His room, they said. But it wasn’t.
The walls were green now. The ceiling lower. There was a humming sound coming from the floor. The bed was in the middle of the room, not the side. The mirror was gone.
“There you go,” said one of them.
He looked around in horror. “This isn’t the same room.”
They nodded kindly. “Of course it is.”
Then they were gone. He didn't see them leave. And now the light from outside was different, like time had jumped.
A new woman stood in the doorway. Gray hair. Frail. Her eyes kind.
“You’re early,” he said, suspicious. “They sent you to trick me?”
She frowned. “Bill... it’s me.”
“Nice trick. But you’re too old to be my wife.”
She walked to the mirror. Whispered something into it.
He heard static.
She turned back. Younger. Auburn hair. Eyes shining. Thirty years younger.
His breath caught.
Nancy.
His chest ached. It was her. He felt it.
Memories sloshed forward like a broken dam.

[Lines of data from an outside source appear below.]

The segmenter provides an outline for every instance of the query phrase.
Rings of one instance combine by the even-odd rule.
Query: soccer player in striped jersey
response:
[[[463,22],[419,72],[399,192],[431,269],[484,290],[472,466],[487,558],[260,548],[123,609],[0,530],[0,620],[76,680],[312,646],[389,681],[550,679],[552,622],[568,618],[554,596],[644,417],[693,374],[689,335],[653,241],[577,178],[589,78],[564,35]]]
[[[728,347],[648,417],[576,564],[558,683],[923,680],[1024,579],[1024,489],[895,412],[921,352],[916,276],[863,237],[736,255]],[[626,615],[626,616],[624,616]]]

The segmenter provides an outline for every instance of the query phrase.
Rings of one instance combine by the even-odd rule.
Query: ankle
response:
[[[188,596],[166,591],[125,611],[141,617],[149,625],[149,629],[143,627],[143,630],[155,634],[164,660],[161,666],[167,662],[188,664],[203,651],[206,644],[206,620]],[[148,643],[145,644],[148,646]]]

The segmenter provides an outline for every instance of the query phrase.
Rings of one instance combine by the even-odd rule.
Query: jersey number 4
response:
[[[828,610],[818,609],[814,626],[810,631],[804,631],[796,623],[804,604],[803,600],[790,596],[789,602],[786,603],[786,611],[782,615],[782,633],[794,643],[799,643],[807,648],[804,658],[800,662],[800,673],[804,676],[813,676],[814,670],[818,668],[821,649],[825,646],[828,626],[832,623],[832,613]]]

Snow. Red rock. The wedding. Her laugh. The scent of her skin.
He whispered, “How long have I been here?”
She said, “You ask me that every day.”
He believed her.
He sobbed in her arms. “I thought they took you.”
“No, my love. I’ve always been here.”
He looked past her to the mirror.
The man staring back was old. Skeletal. Wisps of white hair. Pale skin stretched too thin.
He did not recognize himself.
And then, he did.
And then, he didn't.
Outside the room, a nurse sat at her console. She adjusted a dial, glanced at a glowing blue monitor. A red button blinked under her palm.
She pressed it gently.
Inside the tank, the little fish turned.
A red rock had appeared.
Something new.
The rock waited. It wouldn't rest until it got what it wanted from him.